Since its founding in 1889, Barnard has been a distinguished leader in higher education, offering a rigorous liberal arts foundation to young women whose curiosity, drive, and exuberance set them apart. Ours is a diverse intellectual community in a unique learning environment that provides the best of all worlds: small, intimate classes in a collaborative liberal arts setting dedicated to the advancement of women with the vast resources of Columbia University just steps away—in the heart of vibrant and electric New York City.
On our leafy four-acre campus on the Upper West Side of Manhattan, our world-class faculty of teacher-scholars educates more than 2,500 inspired and intrepid undergraduate women—women who, as a matter of course, have gone on to achieve great things. Throughout our history, Barnard graduates have made their mark as leaders in the arts, business, government, and science, and as activists for causes too numerous to name.
Over one hundred and twenty-five years ago, Barnard was the first college in New York City—and one of the few in the world—where women could receive the same liberal arts education available to men. Today, Barnard is one of the most selective academic institutions in the United States and remains devoted to empowering extraordinary women. With the unparalleled opportunities of our cosmopolitan setting, the strength of our academic programs, and our ongoing commitment to diversity, we continue to do what we have done from the beginning with a keen eye to the future.Barnard women change the world and the way we think about it.
The idea was bold for its time.
Founded in 1889, Barnard was the only college in New York City, and one of the few in the nation, where women could receive the same rigorous and challenging education available to men. The College was named after educator, mathematician, and tenth president of Columbia College, Frederick A.P. Barnard, who argued unsuccessfully for the admission of women to Columbia University. The school's founding, however, is largely due to the rallying efforts of Annie Nathan Meyer, a student and writer who was equally dissatisfied with Columbia's stance, and staunchly committed to the education of women. She joined forces with a small group of her peers to petition the University Trustees for an affiliated self-sustaining liberal arts women’s college, and in two years accomplished what she had set out to do.
First Barnard location on Madison Ave.
Inside 343 Madison Ave.
The first Barnard class met in a rented brownstone at 343 Madison Avenue, just blocks from Grand Central Station; there was a faculty of six and 14 students in the School of Arts. Nine years later, the college moved to its present site on Morningside Heights. One of the original Seven Sisters, Barnard was, from the beginning, a place that took women seriously and challenged them intellectually.
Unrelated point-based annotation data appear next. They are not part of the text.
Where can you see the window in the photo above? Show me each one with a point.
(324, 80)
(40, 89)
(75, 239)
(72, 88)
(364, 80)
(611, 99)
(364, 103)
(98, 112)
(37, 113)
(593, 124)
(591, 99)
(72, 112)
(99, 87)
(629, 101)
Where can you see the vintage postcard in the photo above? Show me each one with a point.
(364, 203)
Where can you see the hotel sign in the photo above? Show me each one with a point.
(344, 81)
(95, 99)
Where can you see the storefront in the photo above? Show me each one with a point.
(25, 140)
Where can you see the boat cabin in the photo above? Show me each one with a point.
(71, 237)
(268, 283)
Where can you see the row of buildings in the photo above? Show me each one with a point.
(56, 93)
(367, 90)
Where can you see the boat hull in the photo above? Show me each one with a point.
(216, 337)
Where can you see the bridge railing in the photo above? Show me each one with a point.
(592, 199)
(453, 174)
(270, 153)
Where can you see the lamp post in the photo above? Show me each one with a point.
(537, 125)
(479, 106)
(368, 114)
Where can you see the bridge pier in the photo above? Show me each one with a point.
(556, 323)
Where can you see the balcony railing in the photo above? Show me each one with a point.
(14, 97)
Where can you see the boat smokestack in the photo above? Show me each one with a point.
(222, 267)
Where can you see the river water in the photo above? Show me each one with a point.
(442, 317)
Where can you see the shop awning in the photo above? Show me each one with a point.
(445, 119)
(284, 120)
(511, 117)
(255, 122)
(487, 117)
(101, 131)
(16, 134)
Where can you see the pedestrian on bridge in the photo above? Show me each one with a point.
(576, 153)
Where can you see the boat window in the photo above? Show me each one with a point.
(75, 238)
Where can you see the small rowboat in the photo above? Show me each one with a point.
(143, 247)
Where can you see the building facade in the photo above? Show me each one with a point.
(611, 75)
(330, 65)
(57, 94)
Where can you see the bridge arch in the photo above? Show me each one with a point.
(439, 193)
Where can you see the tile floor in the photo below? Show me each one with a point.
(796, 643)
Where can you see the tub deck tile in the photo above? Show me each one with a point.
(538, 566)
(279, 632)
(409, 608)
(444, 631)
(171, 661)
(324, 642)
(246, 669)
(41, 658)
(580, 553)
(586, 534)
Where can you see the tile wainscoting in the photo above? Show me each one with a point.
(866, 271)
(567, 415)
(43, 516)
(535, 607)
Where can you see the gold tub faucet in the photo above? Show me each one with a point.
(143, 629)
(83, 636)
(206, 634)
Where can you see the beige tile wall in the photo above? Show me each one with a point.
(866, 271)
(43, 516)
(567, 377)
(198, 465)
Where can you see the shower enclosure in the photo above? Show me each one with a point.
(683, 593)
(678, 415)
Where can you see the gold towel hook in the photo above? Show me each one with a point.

In 1900, Barnard was included in the educational system of Columbia University with provisions unique among women's colleges: it was governed by its own trustees, faculty, and dean, and was responsible for its own endowment and facilities, while sharing instruction, the libraries, and the degree of the university. Somewhat ironically, when Columbia College finally went co-ed in 1983, as Frederick A.P. Barnard had wished nearly a century before, one might have thought Barnard would easily be subsumed. Instead, then President Ellen Futter fought for the College to remain independent and worked toward a new and lasting agreement with Columbia in light of their decision to admit women.
Today, under President Sian Beilock, Barnard’s place in higher education is undeniably sound and strong. Over the course of 128 years and twelve great women leaders—from winning the right to hire our own faculty in 1900 through the pivotal protests of 1968, to the historic admission of transgender women in 2016 and the opening of The Milstein Center in 2018—Barnard continues to flourish and excel.